Install Chrome, get Chrome, including the AI parts. If you don’t like it, don’t use Chrome.
You already shouldn’t be using Chrome, and if this is what moves the needle, great.
At a billion-device scale the climate costs are insane.
No.
Just flatly, no.
Local models spin your GPU like a video game. Unless you think Overwatch is a climate disaster, please learn to separate datacenter condemnation from people running their own computers a little harder.
I’d say you should read the article a little more closely, but it’s not written very well. But it brings up interesting things that have nothing to do with your local GPU usage. For example, it names an interesting point about simply delivering 4 gigabytes of data to that many people.
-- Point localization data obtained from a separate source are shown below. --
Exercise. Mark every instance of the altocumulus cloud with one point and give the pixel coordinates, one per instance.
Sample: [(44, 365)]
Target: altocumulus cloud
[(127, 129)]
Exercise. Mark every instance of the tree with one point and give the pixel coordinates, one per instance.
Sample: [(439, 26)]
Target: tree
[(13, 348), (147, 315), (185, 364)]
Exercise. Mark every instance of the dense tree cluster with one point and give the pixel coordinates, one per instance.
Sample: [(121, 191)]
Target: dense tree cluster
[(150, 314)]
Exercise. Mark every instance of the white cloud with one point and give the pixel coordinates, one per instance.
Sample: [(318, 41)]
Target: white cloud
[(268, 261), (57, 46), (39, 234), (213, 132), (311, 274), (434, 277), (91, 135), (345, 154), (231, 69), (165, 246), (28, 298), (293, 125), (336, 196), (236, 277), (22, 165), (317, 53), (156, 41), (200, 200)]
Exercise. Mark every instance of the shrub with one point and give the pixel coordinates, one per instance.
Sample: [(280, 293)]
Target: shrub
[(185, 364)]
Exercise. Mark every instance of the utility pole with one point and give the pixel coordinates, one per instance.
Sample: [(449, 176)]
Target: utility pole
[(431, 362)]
If pushed out to ~15% of Chrome users without consent:
- That’d be 500 million people
- It would be 2 exabytes of data
- 120 GWh of energy, equivalent to the annual electricity consumption of about 36,000 average UK households
- 30,000 tonnes CO2 emitted, roughly the annual emissions of 6,500 cars
And that’s just for the initial data push. Models need ✨updates!✨
We must kill the environmental disaster that is Steam.
Youtube is history’s greatest monster.
Installing a game you want is different than hundreds of millions of people having something they didn’t ask for getting pushed on them.
Not in terms of power use.
What happened to separating personal use from condemning data centers for expending unnecessary and unwanted energy?
Does consent change how much power a server uses?
Here, yes. Two exabytes of data transfer could have been one or zero.
I don’t get the point you’re trying to make here.
Power use is not always bad. Power waste is. 4GB I’m not going to use is much worse than 6GB I will use.
The atmosphere doesn’t care whether you found joy in how you’ve impacted it. Either downloading files is bad, actually, or it’s not a big deal.